Taxol and Breast Cancer Abstract
Using a technique that quantifies circulating tumor cells, German investigators have shown that neoadjuvant chemotherapy with paclitaxel (taxol) causes a massive release of cells into the circulation, while at the same time reducing the size of the tumor.
The finding could help explain the fact that complete pathologic responses do not correlate well with improvements in survival.
In the study, breast cancer patients undergoing neoadjuvant chemotherapy gave blood samples in which epithelial antigen-positive cells were isolated. Such cells are detected in most breast cancer patients but are rarely found in normal subjects. The investigators measured the levels of circulating tumor cells before and during primary chemotherapy with several different cytotoxic agents.
Paclitaxel (taxol) produces the greatest degree of tumor shrinkage but also the greatest release of circulating tumor cells. In three different paclitaxel-containing regimens, circulating cell numbers massively increased, whereas tumor size decreased. These cells remained in the circulation for at least five months after surgery.

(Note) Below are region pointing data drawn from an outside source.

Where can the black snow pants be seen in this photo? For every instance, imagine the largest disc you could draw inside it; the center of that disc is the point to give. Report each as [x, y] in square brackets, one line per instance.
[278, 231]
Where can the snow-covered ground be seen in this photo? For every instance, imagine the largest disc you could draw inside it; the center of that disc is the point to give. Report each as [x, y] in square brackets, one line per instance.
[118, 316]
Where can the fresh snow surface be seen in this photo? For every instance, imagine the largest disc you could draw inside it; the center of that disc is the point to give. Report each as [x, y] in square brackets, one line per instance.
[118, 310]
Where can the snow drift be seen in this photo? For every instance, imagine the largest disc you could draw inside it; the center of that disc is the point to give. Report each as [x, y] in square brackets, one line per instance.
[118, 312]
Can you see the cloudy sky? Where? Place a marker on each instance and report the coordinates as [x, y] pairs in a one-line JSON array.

The tumor shrinks, but more cells are found in the circulation. This corresponds with a high pathologic complete response during paclitaxel treatment, but in the end, this is not reflected in improved survival. These cells are alive in the circulation. The results indicate that monitoring of circulating tumor cells can contribute to understanding of tumor-blood interactions and may provide a valuable tool for therapy monitoring in solid tumors.
What this recent study has shown, so far, that in three different paclitaxel (taxol) containing regimens, as the tumor collapses (a clinical response, not cure), it produces the greatest release of circulating tumor cells. The study has not looked at any other combination regimens.
With these cells being alive in the circulation, it may mean that a patient with invasive breast cancer without lymph node involvement (where systemic treatment "may" benefit), or a patient with invasive breast cancer that involves lymph nodes (where systemic treatment is "usually" recommended), would need additional (anti-estrogen) treatment, such as Tamoxifen (it may be given alone or in addition to chemotherapy, if given).
It has been shown that Tamoxifen treatment will reduce circulating tumor cells in some patients, but not all. It has been shown that Herceptin treatment will reduce circulating tumor cells in patients with HER2-negative tumors, but less pronounced in HER2-positive tumors.
The results of this kind of study are coming out slowly and quietly and indicate that taxol containing regimens didn't prolong survival over other more conventional and less expensive cytotoxic drugs. It may indeed give clincial response (tumor shrinkage), sometimes impressive, however, these are mostly short-lived and relapses after a response to taxanes (taxol) are often dramatic.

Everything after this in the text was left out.